Likewise, Brinker International and McDonald’s still have big appetites for overseas growth. Brinker plans to add 300 overseas units over the next five years, targeting China, Russia, Brazil and emerging markets such as Colombia, Chile, Argentina and South Africa. McDonald’s intends to open 140 units in China this year, citing lower costs of opening new outlets. It also announced plans to recruit 10,000 new employees in China in 2009 to facilitate its expansion efforts.

With consumer spending down, surely Wal-Mart, the world’s largest retailer, is retrenching? Well, actually, no. Wal-Mart de Mexico will spend nearly $800 million this year to open 252 new units throughout the country.

So while global dairy markets remain mired in a cyclical slump, exacerbated by the global recession, many of the world’s multinational players are undaunted. Plain and simple, they believe it’s a good time to invest because they understand that once the economic situation improves, consumers will again drive demand for dairy.

U.S. dairy suppliers, to their credit, are not pulling back from the international market either. Export volumes may be lower this year, but most companies tell us they remain engaged with their overseas customers, positioning themselves for a market recovery.

The overarching sentiment is this: Global dairy markets are cyclical and export success requires a long-term approach.

U.S. industry leaders received that memorandum personally when one of the world’s largest dairy buyers addressed attendees of the U.S. Dairy Export Council’s late-April board meeting.

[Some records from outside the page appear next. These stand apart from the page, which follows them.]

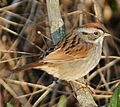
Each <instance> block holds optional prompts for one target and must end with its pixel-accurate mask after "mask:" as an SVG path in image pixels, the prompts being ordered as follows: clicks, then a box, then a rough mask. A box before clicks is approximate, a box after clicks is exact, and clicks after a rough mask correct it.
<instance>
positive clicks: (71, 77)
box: [41, 58, 100, 80]
mask: <svg viewBox="0 0 120 107" xmlns="http://www.w3.org/2000/svg"><path fill="white" fill-rule="evenodd" d="M99 60H100V58H96V59H94V60H93V59H92V60H83V61H81V60H80V61H79V60H77V61H72V62H66V63H65V62H64V63H54V64H51V65H46V66H42V67H41V69H42V70H44V71H46V72H47V73H49V74H51V75H53V76H54V77H57V78H59V79H62V80H76V79H79V78H81V77H83V76H85V75H87V74H88V73H89V72H90V71H91V70H92V69H93V68H94V67H95V66H96V65H97V64H98V62H99Z"/></svg>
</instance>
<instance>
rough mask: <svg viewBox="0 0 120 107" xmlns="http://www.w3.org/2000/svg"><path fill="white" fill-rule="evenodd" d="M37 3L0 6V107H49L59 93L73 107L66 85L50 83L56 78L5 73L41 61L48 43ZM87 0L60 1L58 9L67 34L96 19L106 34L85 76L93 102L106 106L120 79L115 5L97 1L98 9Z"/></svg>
mask: <svg viewBox="0 0 120 107" xmlns="http://www.w3.org/2000/svg"><path fill="white" fill-rule="evenodd" d="M3 1H4V0H3ZM39 1H41V2H39ZM39 1H37V0H22V1H19V2H17V3H13V4H7V3H8V2H4V3H2V6H1V5H0V6H1V8H0V77H1V78H0V84H1V85H0V107H4V106H5V105H6V104H7V103H8V102H10V103H11V104H13V105H14V106H15V107H22V106H27V107H31V106H32V107H38V106H40V107H48V106H50V107H55V106H56V105H57V103H58V101H59V99H60V96H61V95H65V96H67V106H68V107H70V106H71V107H77V104H78V102H77V101H76V99H75V98H74V93H73V91H72V89H71V87H70V86H69V84H68V83H66V82H64V81H59V82H58V83H55V84H54V83H53V84H52V82H53V81H54V80H56V79H55V78H53V77H52V76H51V75H48V74H47V73H45V72H44V71H40V70H32V71H31V72H20V73H18V74H11V72H10V69H13V68H16V67H20V66H23V65H25V64H27V63H31V62H34V61H36V60H38V58H39V59H40V58H43V57H44V56H45V54H46V50H48V49H49V48H50V47H51V45H52V42H51V40H50V26H49V23H48V14H47V9H46V3H45V2H44V0H39ZM42 1H43V2H42ZM89 1H90V2H88V1H87V0H86V2H85V3H83V4H80V2H79V0H60V2H61V3H60V9H61V14H62V17H63V19H64V22H65V27H66V31H67V32H70V31H71V30H72V29H73V28H75V27H78V26H80V25H81V24H82V23H88V22H94V21H99V20H101V21H102V22H103V23H104V24H105V25H106V26H107V28H108V30H109V31H110V32H111V34H112V37H111V38H106V40H105V41H104V48H103V59H101V61H100V63H99V64H98V66H97V67H96V68H95V69H94V70H93V71H91V72H90V74H89V75H87V76H86V78H87V82H88V84H89V85H90V86H91V87H92V90H93V92H94V93H93V96H94V98H95V101H96V102H97V104H98V105H99V106H102V105H106V106H108V103H109V100H110V97H111V95H112V93H113V90H114V89H115V88H116V86H117V84H118V83H119V79H120V64H119V63H120V61H119V60H120V47H119V45H120V38H119V37H120V33H119V29H120V7H119V6H120V5H119V3H120V2H119V0H112V2H113V3H110V2H107V1H106V0H99V3H98V4H99V5H98V4H97V3H95V4H97V5H93V2H95V1H94V0H93V1H91V0H89ZM3 6H4V7H3ZM81 6H82V7H81ZM96 9H97V10H96ZM98 10H99V11H98ZM38 31H40V33H38ZM8 76H9V77H8ZM6 77H7V78H6ZM50 84H52V85H50Z"/></svg>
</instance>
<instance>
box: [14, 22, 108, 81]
mask: <svg viewBox="0 0 120 107" xmlns="http://www.w3.org/2000/svg"><path fill="white" fill-rule="evenodd" d="M109 35H110V34H109V33H108V31H107V30H106V29H105V28H104V26H103V25H102V24H100V23H88V24H85V25H82V26H80V27H79V28H77V29H75V30H73V31H72V32H71V33H69V34H67V35H66V36H65V37H64V38H63V39H62V40H60V42H59V43H58V44H57V45H56V47H55V49H54V50H53V52H51V53H50V54H48V55H47V56H46V57H44V58H43V59H42V60H39V61H37V62H33V63H31V64H27V65H25V66H23V67H21V68H17V69H14V70H13V72H19V71H25V70H30V69H32V68H34V69H41V70H44V71H46V72H47V73H49V74H51V75H53V76H54V77H57V78H59V79H62V80H68V81H69V80H76V79H79V78H81V77H84V76H85V75H86V74H88V73H89V72H90V71H91V70H92V69H93V68H94V67H95V66H96V65H97V64H98V63H99V61H100V59H101V54H102V46H103V40H104V37H105V36H109Z"/></svg>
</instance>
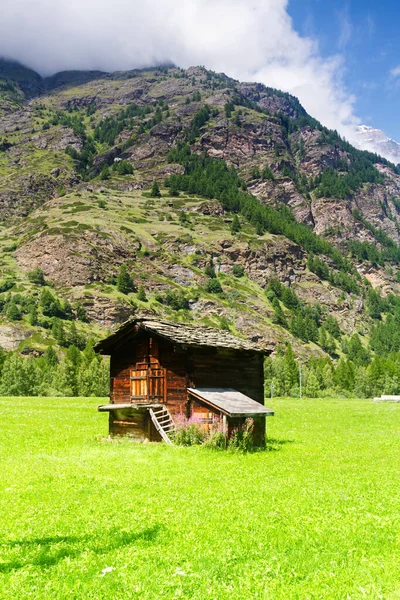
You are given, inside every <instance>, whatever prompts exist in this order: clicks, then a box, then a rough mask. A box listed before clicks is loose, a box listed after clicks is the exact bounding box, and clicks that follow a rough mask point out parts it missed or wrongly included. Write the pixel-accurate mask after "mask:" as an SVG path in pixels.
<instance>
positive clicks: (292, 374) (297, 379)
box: [284, 344, 299, 386]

“Our viewpoint is that today’s economic crisis is a blip in the long-term demand trend,” this key buyer said. “We’re in a world market trough, but looking ahead we believe global demand will improve. When it does, we’ll need U.S. dairy exports that are fit for the purpose, continuously present and consumer focused.”

That’s a message the U.S. dairy industry needed to hear, loud and clear.  n

Tom Suber is president of the U.S. Dairy Export Council.